ADON

Adon

Independent
rating icon 8.5 / 10

Track listing:

01. Ascension
02. Æther
03. Adon
04. Azimuth
05. Axiom
06. Æon


Sometimes, perhaps often, there is great benefit to knowing absolutely nothing about an artist. A shadowy duo from California, ADON have no apparent hinterland and no real desire to concoct one. In the true tradition of the blackest metal, "Adon" arrives after minimal preamble and only one preview single ("Axiom").

Peddlers of an epic but voraciously bleak strain of blackened death metal, and superficially reminiscent of bands like NAGLFAR and DARK FUNERAL, they arrive with just enough anticipatory mystique to rise above an incessant deluge of extreme metal hopefuls and self-congratulatory white noise. As a particularly enticing bonus, ADON have had the good sense to recruit one of metal's finest drummers to hammer their dark message home. His name is James Stewart (DECAPITATED / ex-VADER) and he is a badass. "Adon" is alive with his expertise, but in no way overshadowed by it. Rather, ADON sound like a finely tuned machine, churning and grinding in the charred depths of Hell, beholden only to the task of making the most crushing and epic music possible. This absolutely rips.

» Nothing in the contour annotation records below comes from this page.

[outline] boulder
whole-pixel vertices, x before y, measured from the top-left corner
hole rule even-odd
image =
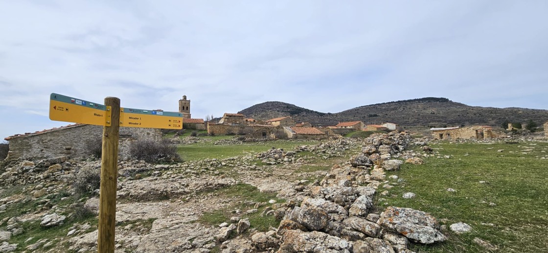
[[[367,154],[373,154],[377,152],[376,146],[373,145],[365,145],[362,147],[362,153]]]
[[[352,167],[359,166],[370,167],[373,165],[373,162],[364,154],[361,154],[352,158],[350,164]]]
[[[341,221],[348,217],[348,213],[344,208],[323,199],[305,198],[301,203],[301,208],[314,208],[323,210],[329,215],[332,220]]]
[[[410,158],[408,158],[406,160],[406,163],[410,163],[411,164],[415,164],[417,165],[420,165],[424,163],[424,162],[422,159],[418,157],[412,157]]]
[[[420,243],[446,240],[445,235],[439,232],[439,224],[436,218],[410,208],[390,206],[381,214],[377,224],[388,231],[402,234]]]
[[[44,215],[42,218],[40,226],[43,227],[54,227],[63,223],[66,217],[65,215],[59,215],[57,214],[52,214]]]
[[[0,242],[9,241],[12,238],[12,232],[0,230]]]
[[[323,210],[305,208],[301,208],[296,221],[311,231],[319,231],[327,227],[329,220],[329,216]]]
[[[373,194],[374,194],[373,192]],[[349,215],[351,216],[367,216],[369,209],[373,206],[373,195],[362,195],[352,203],[349,209]]]
[[[259,250],[266,250],[278,246],[279,242],[271,236],[262,232],[256,233],[251,237],[251,244]]]
[[[369,237],[376,237],[377,234],[380,231],[380,226],[376,223],[359,217],[350,217],[343,221],[342,224]]]
[[[238,228],[236,231],[238,234],[241,234],[247,231],[250,226],[251,223],[249,222],[249,219],[248,218],[243,219],[238,222]]]
[[[17,249],[17,245],[19,244],[10,244],[4,242],[0,244],[0,252],[13,252]]]
[[[289,230],[283,235],[283,243],[278,252],[350,253],[352,244],[348,241],[318,231],[304,232]]]
[[[48,168],[48,171],[49,171],[50,173],[54,173],[58,171],[60,171],[61,170],[62,170],[62,169],[63,167],[61,166],[61,164],[58,163],[56,164],[54,164],[52,166],[50,166],[49,168]]]
[[[383,168],[387,171],[395,171],[399,170],[399,165],[403,163],[400,160],[389,160],[383,162]]]

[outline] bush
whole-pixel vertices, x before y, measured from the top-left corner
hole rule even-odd
[[[9,144],[0,143],[0,160],[3,160],[8,157],[8,152],[9,152]]]
[[[177,153],[177,146],[169,140],[160,141],[144,140],[132,143],[129,155],[147,163],[174,163],[181,161]]]
[[[101,167],[83,167],[76,171],[72,187],[77,194],[92,193],[101,186]]]
[[[101,136],[96,136],[89,140],[84,143],[85,146],[85,154],[95,158],[101,158],[102,154],[102,139]]]

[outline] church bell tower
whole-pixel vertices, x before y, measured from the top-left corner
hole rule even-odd
[[[182,113],[183,118],[190,118],[190,100],[186,100],[186,95],[179,101],[179,112]]]

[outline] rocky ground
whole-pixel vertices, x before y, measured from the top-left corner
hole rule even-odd
[[[194,138],[183,141],[201,141]],[[403,163],[420,164],[421,157],[437,156],[427,141],[393,132],[364,140],[334,139],[290,151],[273,148],[245,156],[172,165],[122,161],[116,252],[402,253],[412,252],[410,243],[443,242],[446,236],[439,223],[429,214],[373,206],[376,198],[387,194],[401,180],[397,176],[386,178],[385,171],[397,171]],[[413,145],[421,146],[421,152],[409,150]],[[353,153],[357,154],[345,158]],[[296,172],[322,160],[335,163],[328,171]],[[0,223],[0,252],[96,251],[96,222],[78,222],[73,210],[82,204],[96,217],[96,186],[78,183],[96,175],[99,162],[66,157],[7,162],[0,176],[0,194],[4,196],[0,214],[5,217]],[[275,194],[277,200],[243,202],[220,193],[221,189],[242,183]],[[90,193],[77,194],[78,186],[88,187]],[[409,193],[404,197],[413,198]],[[75,196],[76,203],[66,203]],[[233,210],[230,222],[202,222],[204,214],[234,209],[236,202],[247,207]],[[22,212],[10,211],[30,206]],[[248,217],[258,212],[279,225],[258,229]],[[68,221],[72,223],[66,225]],[[27,223],[42,229],[66,226],[55,238],[28,237],[19,243],[10,240],[30,233],[21,225]],[[467,225],[463,224],[450,229],[466,231]]]

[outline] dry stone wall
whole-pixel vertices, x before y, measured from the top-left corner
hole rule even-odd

When the first monstrous riff erupts at the beginning of "Ascension", ADON's method of destruction is swiftly laid out for all to hear. Rooted in the imposing carnage of the '90s death and black metal scenes, but with a precision and finesse that speaks of more cerebral intentions, "Adon" is ambitious in style and scope. It is also bursting at the seams with elegant but poisonous melodies and bloated with progressive intent (and a side-serving of haughty superiority). As demonstrated by the glorious lead break that lights up "Ascension", it is also unapologetically committed to the old-school metal cause. By the time "Ascension" breathes its last, many will be wondering what else a fan of this shit could possibly want? But then, after "Æther" delivers a second, vitriolic tornado of monochrome majesty, ADON really begin to flex their creative muscles.

A towering epic among towering epics, the title track is a 16-minute glimpse of what this band are truly capable of doing. Giddy on prog-rock spirit but still locked into the heavy metal matrix, this is still blackened death metal, but with the usual restrictions put to the flame. Melodically florid, albeit when it isn't taking people's scalps off, it also reveals a more cinematic and texturally rich side to ADON's sound. A mid-song meander through strange, psychedelic realms (with bonus woodwind) is lethally effective and leads into another sustained burst of pristine prog extremity and wind-whipped, black metal grandeur. "Adon" is a brilliant, brilliant thing, and worth the admission fee on its own. Songs like the mysterious, mid-paced "Azimuth" and intergalactic blast-off "Axiom" add some necessary meat to this album's sturdy bones, but ADON are at their most devastating when plunging delightedly into indulgence. The closing "Æon" is the other miraculous exhibit here: a second long-form nightmare, with even more hands-to-the-sky opulence and a MORBID ANGEL-esque sense of malevolent scale, it is both achingly beautiful and profoundly unsettling.

Despite emerging from nowhere, ADON exude authority and frequently sound exactly like the band metal fans of a certain disposition have been looking for. ADON are sworn to the black, and custom-designed for glory. One of the strongest debut albums of the year, clearly.